06Which pays a better dividend — VRAR or MVIS?
None of the stocks in this comparison currently pay a material dividend.
All are effectively zero-yield and should be held for capital appreciation rather than income.
07Is VRAR or MVIS better for a retirement portfolio?
For long-horizon retirement investors, MicroVision, Inc.

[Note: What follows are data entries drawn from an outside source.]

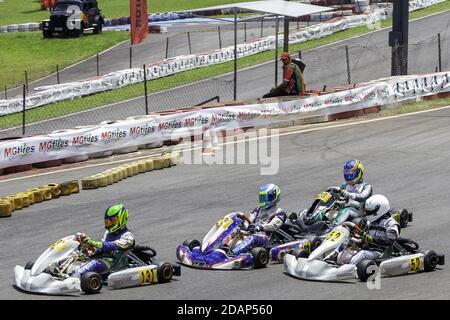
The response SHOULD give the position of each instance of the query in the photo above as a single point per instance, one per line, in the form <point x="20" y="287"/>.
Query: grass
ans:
<point x="39" y="57"/>
<point x="72" y="106"/>
<point x="21" y="11"/>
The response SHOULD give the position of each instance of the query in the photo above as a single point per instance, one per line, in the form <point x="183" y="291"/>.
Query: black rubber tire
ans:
<point x="164" y="272"/>
<point x="98" y="29"/>
<point x="29" y="265"/>
<point x="260" y="257"/>
<point x="362" y="271"/>
<point x="293" y="216"/>
<point x="191" y="244"/>
<point x="430" y="260"/>
<point x="91" y="282"/>
<point x="300" y="253"/>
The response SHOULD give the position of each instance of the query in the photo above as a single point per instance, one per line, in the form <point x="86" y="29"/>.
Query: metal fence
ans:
<point x="351" y="61"/>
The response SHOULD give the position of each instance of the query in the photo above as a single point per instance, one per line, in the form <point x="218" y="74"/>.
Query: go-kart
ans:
<point x="401" y="257"/>
<point x="51" y="272"/>
<point x="215" y="250"/>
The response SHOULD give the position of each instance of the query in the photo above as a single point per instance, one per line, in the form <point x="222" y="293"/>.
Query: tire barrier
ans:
<point x="31" y="196"/>
<point x="50" y="94"/>
<point x="117" y="174"/>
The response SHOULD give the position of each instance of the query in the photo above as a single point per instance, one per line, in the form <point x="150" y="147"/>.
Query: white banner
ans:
<point x="50" y="94"/>
<point x="124" y="134"/>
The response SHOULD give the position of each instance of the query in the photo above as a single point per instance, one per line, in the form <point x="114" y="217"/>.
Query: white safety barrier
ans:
<point x="54" y="93"/>
<point x="120" y="135"/>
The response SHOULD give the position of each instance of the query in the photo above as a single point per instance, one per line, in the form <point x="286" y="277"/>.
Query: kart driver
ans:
<point x="383" y="230"/>
<point x="266" y="219"/>
<point x="116" y="240"/>
<point x="354" y="188"/>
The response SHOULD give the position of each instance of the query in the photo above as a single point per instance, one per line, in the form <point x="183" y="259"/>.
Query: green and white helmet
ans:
<point x="116" y="218"/>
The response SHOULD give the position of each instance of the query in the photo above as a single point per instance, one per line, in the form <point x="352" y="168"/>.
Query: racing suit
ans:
<point x="268" y="220"/>
<point x="382" y="232"/>
<point x="109" y="251"/>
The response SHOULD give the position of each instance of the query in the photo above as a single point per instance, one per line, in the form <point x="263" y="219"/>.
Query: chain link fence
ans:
<point x="352" y="61"/>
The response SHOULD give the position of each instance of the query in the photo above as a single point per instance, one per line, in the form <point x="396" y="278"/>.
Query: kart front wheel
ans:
<point x="165" y="272"/>
<point x="91" y="282"/>
<point x="260" y="257"/>
<point x="430" y="260"/>
<point x="365" y="269"/>
<point x="191" y="244"/>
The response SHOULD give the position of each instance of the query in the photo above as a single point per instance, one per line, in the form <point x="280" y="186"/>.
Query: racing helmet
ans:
<point x="376" y="207"/>
<point x="269" y="194"/>
<point x="116" y="218"/>
<point x="353" y="171"/>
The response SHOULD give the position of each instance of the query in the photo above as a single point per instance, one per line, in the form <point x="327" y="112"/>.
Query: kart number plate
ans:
<point x="334" y="236"/>
<point x="414" y="264"/>
<point x="147" y="276"/>
<point x="323" y="196"/>
<point x="59" y="245"/>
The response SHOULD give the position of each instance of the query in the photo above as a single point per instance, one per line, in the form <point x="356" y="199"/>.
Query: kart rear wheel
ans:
<point x="91" y="282"/>
<point x="191" y="244"/>
<point x="365" y="269"/>
<point x="165" y="272"/>
<point x="300" y="253"/>
<point x="315" y="243"/>
<point x="430" y="260"/>
<point x="260" y="257"/>
<point x="361" y="223"/>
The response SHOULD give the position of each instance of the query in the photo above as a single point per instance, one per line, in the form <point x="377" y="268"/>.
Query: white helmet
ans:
<point x="376" y="207"/>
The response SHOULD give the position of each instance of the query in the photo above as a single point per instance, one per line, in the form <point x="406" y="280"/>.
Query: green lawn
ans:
<point x="72" y="106"/>
<point x="21" y="11"/>
<point x="29" y="51"/>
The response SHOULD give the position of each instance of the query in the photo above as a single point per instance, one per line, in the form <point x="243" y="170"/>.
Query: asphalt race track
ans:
<point x="406" y="159"/>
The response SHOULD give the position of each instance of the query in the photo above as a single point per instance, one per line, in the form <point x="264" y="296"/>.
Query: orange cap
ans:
<point x="285" y="55"/>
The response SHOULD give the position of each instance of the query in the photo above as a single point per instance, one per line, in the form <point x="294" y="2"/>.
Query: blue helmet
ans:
<point x="353" y="171"/>
<point x="269" y="194"/>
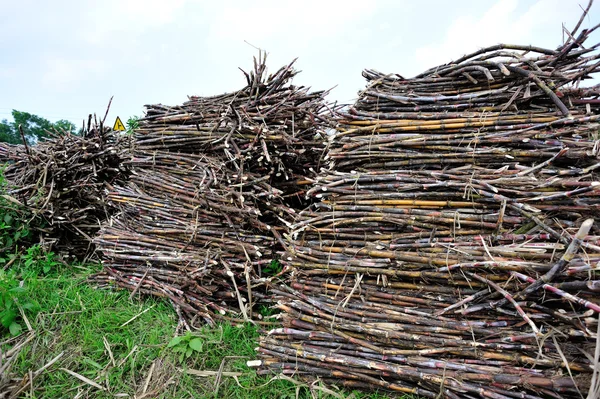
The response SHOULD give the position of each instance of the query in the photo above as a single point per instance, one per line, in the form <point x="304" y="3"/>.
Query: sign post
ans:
<point x="118" y="126"/>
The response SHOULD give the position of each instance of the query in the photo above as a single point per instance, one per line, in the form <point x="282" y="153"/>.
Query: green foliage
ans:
<point x="185" y="345"/>
<point x="12" y="297"/>
<point x="34" y="127"/>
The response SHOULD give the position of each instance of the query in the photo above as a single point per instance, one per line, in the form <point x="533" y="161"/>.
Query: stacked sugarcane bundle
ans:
<point x="453" y="251"/>
<point x="270" y="128"/>
<point x="63" y="182"/>
<point x="214" y="186"/>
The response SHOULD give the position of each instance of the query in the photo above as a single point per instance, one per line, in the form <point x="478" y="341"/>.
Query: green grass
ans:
<point x="117" y="344"/>
<point x="81" y="322"/>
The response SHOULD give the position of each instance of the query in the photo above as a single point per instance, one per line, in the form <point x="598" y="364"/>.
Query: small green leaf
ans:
<point x="196" y="344"/>
<point x="15" y="328"/>
<point x="174" y="341"/>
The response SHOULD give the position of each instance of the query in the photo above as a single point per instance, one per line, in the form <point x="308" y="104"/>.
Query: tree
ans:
<point x="7" y="133"/>
<point x="34" y="128"/>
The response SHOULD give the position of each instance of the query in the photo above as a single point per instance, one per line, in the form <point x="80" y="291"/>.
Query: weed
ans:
<point x="185" y="345"/>
<point x="14" y="303"/>
<point x="132" y="124"/>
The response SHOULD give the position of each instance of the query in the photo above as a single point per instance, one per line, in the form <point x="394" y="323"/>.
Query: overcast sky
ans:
<point x="64" y="59"/>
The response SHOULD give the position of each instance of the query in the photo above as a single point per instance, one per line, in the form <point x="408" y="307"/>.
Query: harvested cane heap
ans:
<point x="213" y="188"/>
<point x="453" y="250"/>
<point x="63" y="181"/>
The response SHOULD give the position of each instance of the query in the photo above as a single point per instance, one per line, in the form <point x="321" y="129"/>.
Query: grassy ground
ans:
<point x="111" y="346"/>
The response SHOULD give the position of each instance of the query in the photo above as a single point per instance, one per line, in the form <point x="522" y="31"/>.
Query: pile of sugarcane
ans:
<point x="63" y="182"/>
<point x="270" y="128"/>
<point x="453" y="251"/>
<point x="214" y="186"/>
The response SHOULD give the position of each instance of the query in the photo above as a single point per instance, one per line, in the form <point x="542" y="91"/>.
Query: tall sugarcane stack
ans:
<point x="214" y="187"/>
<point x="453" y="251"/>
<point x="63" y="182"/>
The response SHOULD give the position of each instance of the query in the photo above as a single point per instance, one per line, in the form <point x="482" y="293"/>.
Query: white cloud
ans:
<point x="502" y="23"/>
<point x="271" y="19"/>
<point x="64" y="75"/>
<point x="111" y="20"/>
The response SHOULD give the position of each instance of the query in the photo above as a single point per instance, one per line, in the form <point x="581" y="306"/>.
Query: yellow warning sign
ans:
<point x="119" y="125"/>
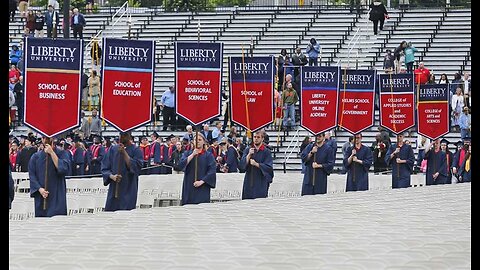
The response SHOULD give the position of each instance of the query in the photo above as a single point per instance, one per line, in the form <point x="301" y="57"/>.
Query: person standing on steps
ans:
<point x="378" y="13"/>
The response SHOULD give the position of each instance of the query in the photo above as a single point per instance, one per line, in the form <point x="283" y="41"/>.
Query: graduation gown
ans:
<point x="206" y="171"/>
<point x="436" y="162"/>
<point x="357" y="174"/>
<point x="257" y="180"/>
<point x="325" y="156"/>
<point x="401" y="172"/>
<point x="128" y="186"/>
<point x="57" y="197"/>
<point x="232" y="159"/>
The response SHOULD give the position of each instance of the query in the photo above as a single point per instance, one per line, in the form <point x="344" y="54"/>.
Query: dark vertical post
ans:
<point x="66" y="18"/>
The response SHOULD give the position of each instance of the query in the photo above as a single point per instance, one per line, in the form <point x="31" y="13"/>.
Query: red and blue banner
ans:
<point x="432" y="111"/>
<point x="356" y="105"/>
<point x="198" y="80"/>
<point x="53" y="69"/>
<point x="251" y="91"/>
<point x="127" y="82"/>
<point x="319" y="98"/>
<point x="397" y="102"/>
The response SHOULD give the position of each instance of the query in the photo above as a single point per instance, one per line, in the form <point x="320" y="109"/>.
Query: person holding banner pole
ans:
<point x="200" y="176"/>
<point x="47" y="169"/>
<point x="401" y="158"/>
<point x="319" y="161"/>
<point x="436" y="164"/>
<point x="357" y="160"/>
<point x="257" y="163"/>
<point x="120" y="169"/>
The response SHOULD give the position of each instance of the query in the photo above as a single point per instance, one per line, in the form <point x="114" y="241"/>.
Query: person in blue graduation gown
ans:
<point x="258" y="165"/>
<point x="197" y="190"/>
<point x="436" y="164"/>
<point x="401" y="159"/>
<point x="465" y="170"/>
<point x="319" y="159"/>
<point x="232" y="157"/>
<point x="357" y="161"/>
<point x="55" y="168"/>
<point x="121" y="167"/>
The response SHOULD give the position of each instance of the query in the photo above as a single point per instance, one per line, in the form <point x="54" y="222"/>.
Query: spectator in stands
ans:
<point x="465" y="170"/>
<point x="26" y="154"/>
<point x="401" y="159"/>
<point x="319" y="160"/>
<point x="257" y="163"/>
<point x="39" y="23"/>
<point x="289" y="98"/>
<point x="410" y="56"/>
<point x="77" y="23"/>
<point x="379" y="150"/>
<point x="52" y="20"/>
<point x="436" y="164"/>
<point x="357" y="161"/>
<point x="23" y="7"/>
<point x="388" y="61"/>
<point x="443" y="79"/>
<point x="96" y="153"/>
<point x="30" y="24"/>
<point x="280" y="63"/>
<point x="313" y="50"/>
<point x="444" y="147"/>
<point x="465" y="123"/>
<point x="12" y="7"/>
<point x="94" y="89"/>
<point x="298" y="60"/>
<point x="422" y="74"/>
<point x="200" y="175"/>
<point x="19" y="89"/>
<point x="15" y="55"/>
<point x="167" y="105"/>
<point x="121" y="166"/>
<point x="399" y="51"/>
<point x="458" y="103"/>
<point x="378" y="13"/>
<point x="305" y="143"/>
<point x="51" y="197"/>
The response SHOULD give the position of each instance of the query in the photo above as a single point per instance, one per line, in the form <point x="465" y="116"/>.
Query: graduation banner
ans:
<point x="356" y="105"/>
<point x="127" y="82"/>
<point x="433" y="117"/>
<point x="319" y="98"/>
<point x="198" y="80"/>
<point x="251" y="91"/>
<point x="397" y="102"/>
<point x="52" y="80"/>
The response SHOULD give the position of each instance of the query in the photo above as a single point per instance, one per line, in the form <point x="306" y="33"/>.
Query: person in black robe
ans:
<point x="52" y="163"/>
<point x="120" y="169"/>
<point x="258" y="165"/>
<point x="401" y="159"/>
<point x="357" y="161"/>
<point x="319" y="160"/>
<point x="200" y="172"/>
<point x="436" y="164"/>
<point x="449" y="156"/>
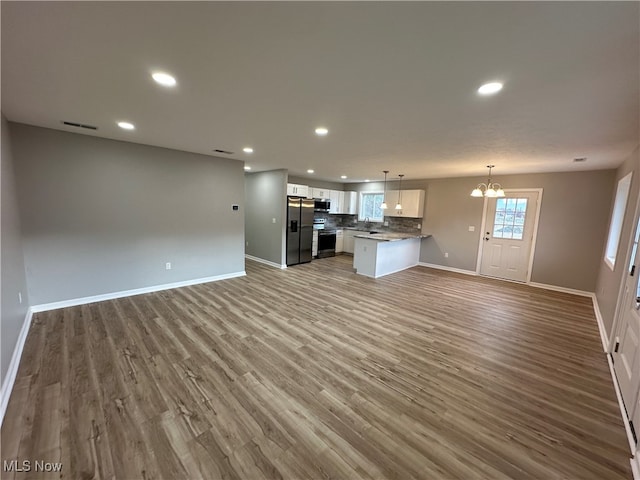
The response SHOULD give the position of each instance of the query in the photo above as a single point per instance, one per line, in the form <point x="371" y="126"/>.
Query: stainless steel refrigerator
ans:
<point x="299" y="229"/>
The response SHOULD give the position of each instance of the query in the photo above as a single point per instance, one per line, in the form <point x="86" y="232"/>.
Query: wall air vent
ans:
<point x="80" y="125"/>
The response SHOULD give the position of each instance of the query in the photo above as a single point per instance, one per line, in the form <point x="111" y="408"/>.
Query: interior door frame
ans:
<point x="619" y="311"/>
<point x="536" y="222"/>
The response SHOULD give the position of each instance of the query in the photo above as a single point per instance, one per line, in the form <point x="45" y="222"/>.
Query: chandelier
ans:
<point x="488" y="189"/>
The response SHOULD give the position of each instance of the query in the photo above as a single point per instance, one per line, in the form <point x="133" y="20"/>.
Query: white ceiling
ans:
<point x="395" y="83"/>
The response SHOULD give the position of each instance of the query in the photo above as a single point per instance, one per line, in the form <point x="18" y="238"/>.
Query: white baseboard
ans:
<point x="448" y="269"/>
<point x="12" y="372"/>
<point x="601" y="329"/>
<point x="266" y="262"/>
<point x="128" y="293"/>
<point x="635" y="466"/>
<point x="623" y="412"/>
<point x="555" y="288"/>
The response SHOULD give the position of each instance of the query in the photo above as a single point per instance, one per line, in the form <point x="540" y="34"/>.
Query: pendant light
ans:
<point x="383" y="205"/>
<point x="399" y="204"/>
<point x="490" y="190"/>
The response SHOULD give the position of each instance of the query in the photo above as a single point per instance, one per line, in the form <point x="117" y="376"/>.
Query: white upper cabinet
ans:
<point x="298" y="190"/>
<point x="412" y="204"/>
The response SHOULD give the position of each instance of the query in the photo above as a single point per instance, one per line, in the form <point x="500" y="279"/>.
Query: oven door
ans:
<point x="326" y="244"/>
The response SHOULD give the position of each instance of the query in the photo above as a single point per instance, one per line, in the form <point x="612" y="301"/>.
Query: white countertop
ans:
<point x="391" y="237"/>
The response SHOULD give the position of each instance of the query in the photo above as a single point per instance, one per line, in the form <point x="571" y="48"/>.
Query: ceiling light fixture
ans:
<point x="490" y="88"/>
<point x="383" y="205"/>
<point x="489" y="189"/>
<point x="164" y="79"/>
<point x="399" y="204"/>
<point x="126" y="125"/>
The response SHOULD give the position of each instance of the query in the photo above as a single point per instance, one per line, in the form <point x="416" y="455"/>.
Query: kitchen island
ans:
<point x="379" y="254"/>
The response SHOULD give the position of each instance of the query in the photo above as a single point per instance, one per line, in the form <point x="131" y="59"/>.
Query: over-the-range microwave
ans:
<point x="321" y="204"/>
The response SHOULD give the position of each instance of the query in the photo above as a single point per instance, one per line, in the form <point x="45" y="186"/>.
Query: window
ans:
<point x="509" y="220"/>
<point x="615" y="228"/>
<point x="370" y="206"/>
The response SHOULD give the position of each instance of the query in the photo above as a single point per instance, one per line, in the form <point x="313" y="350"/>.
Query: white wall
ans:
<point x="13" y="271"/>
<point x="101" y="216"/>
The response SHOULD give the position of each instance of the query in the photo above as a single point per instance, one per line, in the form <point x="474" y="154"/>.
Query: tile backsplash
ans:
<point x="395" y="224"/>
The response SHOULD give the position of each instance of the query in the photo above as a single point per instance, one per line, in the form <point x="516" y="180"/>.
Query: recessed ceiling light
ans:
<point x="490" y="88"/>
<point x="164" y="79"/>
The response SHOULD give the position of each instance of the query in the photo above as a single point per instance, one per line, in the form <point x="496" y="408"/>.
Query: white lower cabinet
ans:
<point x="339" y="241"/>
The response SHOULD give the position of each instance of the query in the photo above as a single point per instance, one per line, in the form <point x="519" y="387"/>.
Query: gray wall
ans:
<point x="13" y="272"/>
<point x="571" y="233"/>
<point x="608" y="282"/>
<point x="102" y="216"/>
<point x="266" y="194"/>
<point x="317" y="183"/>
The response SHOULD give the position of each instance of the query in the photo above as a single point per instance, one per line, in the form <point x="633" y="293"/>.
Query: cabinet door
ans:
<point x="348" y="242"/>
<point x="336" y="201"/>
<point x="339" y="241"/>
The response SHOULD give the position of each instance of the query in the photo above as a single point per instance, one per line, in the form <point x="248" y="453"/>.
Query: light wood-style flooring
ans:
<point x="314" y="372"/>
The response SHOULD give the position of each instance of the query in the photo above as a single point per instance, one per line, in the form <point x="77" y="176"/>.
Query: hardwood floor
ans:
<point x="315" y="372"/>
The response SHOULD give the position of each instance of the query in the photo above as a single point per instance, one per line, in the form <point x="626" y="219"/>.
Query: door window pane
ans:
<point x="509" y="219"/>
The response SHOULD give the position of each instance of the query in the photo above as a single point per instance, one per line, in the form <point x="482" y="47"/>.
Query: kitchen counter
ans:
<point x="379" y="254"/>
<point x="390" y="236"/>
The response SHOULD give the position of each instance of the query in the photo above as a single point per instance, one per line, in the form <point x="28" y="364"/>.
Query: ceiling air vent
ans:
<point x="80" y="125"/>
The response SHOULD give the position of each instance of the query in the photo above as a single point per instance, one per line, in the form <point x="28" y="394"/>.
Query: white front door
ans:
<point x="508" y="236"/>
<point x="626" y="354"/>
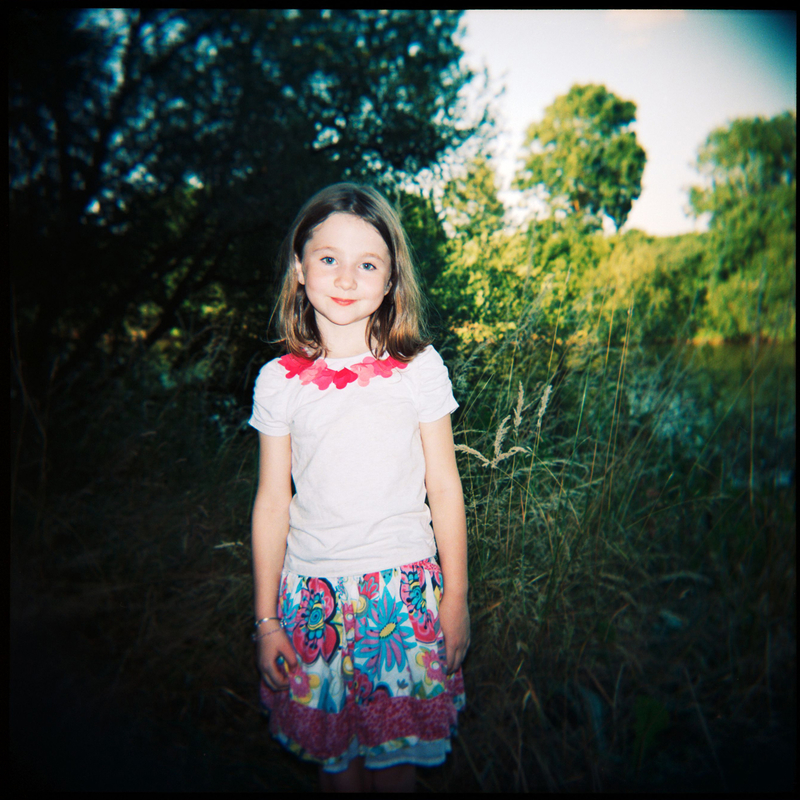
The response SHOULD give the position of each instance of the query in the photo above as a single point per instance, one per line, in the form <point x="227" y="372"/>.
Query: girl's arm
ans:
<point x="270" y="527"/>
<point x="446" y="500"/>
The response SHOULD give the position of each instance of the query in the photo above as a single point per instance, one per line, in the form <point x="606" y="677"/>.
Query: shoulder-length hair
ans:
<point x="397" y="327"/>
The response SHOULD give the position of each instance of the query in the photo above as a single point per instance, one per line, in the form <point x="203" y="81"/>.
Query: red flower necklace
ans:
<point x="323" y="376"/>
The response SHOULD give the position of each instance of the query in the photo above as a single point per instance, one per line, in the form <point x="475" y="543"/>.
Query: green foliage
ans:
<point x="583" y="155"/>
<point x="478" y="292"/>
<point x="159" y="155"/>
<point x="661" y="278"/>
<point x="750" y="169"/>
<point x="650" y="719"/>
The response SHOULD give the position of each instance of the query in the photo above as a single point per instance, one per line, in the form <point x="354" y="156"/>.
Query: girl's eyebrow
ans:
<point x="336" y="250"/>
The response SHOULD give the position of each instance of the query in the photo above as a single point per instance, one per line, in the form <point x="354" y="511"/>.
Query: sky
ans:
<point x="687" y="71"/>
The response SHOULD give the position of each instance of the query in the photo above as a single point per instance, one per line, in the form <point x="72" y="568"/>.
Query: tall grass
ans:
<point x="632" y="573"/>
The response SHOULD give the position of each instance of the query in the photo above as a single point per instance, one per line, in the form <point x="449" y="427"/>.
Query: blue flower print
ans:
<point x="384" y="639"/>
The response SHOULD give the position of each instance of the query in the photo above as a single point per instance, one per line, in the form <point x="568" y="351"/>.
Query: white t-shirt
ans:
<point x="357" y="460"/>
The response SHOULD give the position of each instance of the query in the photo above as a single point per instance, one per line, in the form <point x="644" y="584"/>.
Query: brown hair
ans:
<point x="396" y="326"/>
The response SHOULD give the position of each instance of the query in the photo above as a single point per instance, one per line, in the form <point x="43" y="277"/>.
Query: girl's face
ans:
<point x="346" y="270"/>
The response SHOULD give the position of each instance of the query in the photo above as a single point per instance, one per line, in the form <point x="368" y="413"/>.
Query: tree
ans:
<point x="583" y="156"/>
<point x="750" y="191"/>
<point x="157" y="155"/>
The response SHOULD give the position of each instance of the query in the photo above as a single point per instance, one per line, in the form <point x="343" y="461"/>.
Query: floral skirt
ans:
<point x="371" y="677"/>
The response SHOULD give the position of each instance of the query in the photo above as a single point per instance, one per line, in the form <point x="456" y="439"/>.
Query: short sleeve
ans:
<point x="433" y="388"/>
<point x="270" y="400"/>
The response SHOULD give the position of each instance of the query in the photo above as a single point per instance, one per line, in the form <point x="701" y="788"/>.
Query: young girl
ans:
<point x="360" y="632"/>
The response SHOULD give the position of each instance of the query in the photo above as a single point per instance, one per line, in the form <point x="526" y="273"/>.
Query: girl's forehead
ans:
<point x="339" y="229"/>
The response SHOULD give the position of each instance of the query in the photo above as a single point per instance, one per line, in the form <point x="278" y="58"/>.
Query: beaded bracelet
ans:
<point x="265" y="619"/>
<point x="255" y="638"/>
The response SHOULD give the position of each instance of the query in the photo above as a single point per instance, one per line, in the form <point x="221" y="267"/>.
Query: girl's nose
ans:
<point x="345" y="278"/>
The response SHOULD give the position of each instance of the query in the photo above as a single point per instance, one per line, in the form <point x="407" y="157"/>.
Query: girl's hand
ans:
<point x="269" y="649"/>
<point x="454" y="619"/>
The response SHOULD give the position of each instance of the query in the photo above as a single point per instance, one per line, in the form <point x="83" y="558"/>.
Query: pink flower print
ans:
<point x="434" y="668"/>
<point x="343" y="377"/>
<point x="320" y="374"/>
<point x="384" y="368"/>
<point x="301" y="685"/>
<point x="368" y="585"/>
<point x="315" y="634"/>
<point x="364" y="371"/>
<point x="361" y="686"/>
<point x="312" y="371"/>
<point x="294" y="365"/>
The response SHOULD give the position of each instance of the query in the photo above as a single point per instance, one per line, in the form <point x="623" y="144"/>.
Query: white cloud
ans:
<point x="637" y="20"/>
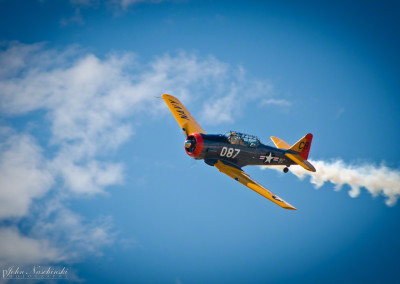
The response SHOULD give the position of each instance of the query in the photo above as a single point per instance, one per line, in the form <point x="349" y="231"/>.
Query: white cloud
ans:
<point x="88" y="103"/>
<point x="17" y="249"/>
<point x="377" y="180"/>
<point x="281" y="102"/>
<point x="23" y="171"/>
<point x="124" y="4"/>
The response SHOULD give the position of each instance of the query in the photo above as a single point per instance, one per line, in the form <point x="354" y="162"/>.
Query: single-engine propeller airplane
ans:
<point x="231" y="151"/>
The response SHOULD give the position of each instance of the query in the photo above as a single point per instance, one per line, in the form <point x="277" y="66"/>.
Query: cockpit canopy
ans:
<point x="242" y="139"/>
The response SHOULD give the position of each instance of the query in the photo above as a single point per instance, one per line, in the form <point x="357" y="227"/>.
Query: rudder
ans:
<point x="303" y="146"/>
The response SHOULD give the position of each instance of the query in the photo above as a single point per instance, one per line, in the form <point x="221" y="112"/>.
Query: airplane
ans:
<point x="233" y="150"/>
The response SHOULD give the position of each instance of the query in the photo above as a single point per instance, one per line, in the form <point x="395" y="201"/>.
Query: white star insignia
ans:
<point x="269" y="158"/>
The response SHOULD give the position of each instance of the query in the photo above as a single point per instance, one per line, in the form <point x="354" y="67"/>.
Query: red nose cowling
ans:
<point x="196" y="145"/>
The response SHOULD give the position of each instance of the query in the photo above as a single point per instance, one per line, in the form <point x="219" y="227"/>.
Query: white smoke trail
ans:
<point x="375" y="179"/>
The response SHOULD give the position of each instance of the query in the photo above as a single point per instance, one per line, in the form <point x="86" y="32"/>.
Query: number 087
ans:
<point x="229" y="152"/>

(MVIS) is the stronger choice — it scores higher on the combination of lower volatility, dividend reliability, and long-term compounding. The Glimpse Group, Inc. (VRAR) carries a higher beta of 2. 23 — meaning larger drawdowns in market downturns, which matters significantly when you cannot wait years for a recovery. Both have compounded well over 10 years (MVIS: -66. 2%, VRAR: -97. 1%), confirming both are viable long-term holds — but the lower-volatility option typically results in less emotional selling during corrections. Retirement portfolios generally favour predictability over maximum returns. Consult a financial advisor before making allocation decisions.
08What are the main differences between VRAR and MVIS?
Both stocks operate in the Technology sector, making this a peer-level intra-sector comparison — the same macro tailwinds and headwinds will affect both.
In terms of investment character: VRAR is a small-cap high-growth stock; MVIS is a small-cap quality compounder stock. These fundamental differences mean investors should not choose between them on a single metric — the "better stock" depends entirely on which of these characteristics aligns with your investment strategy.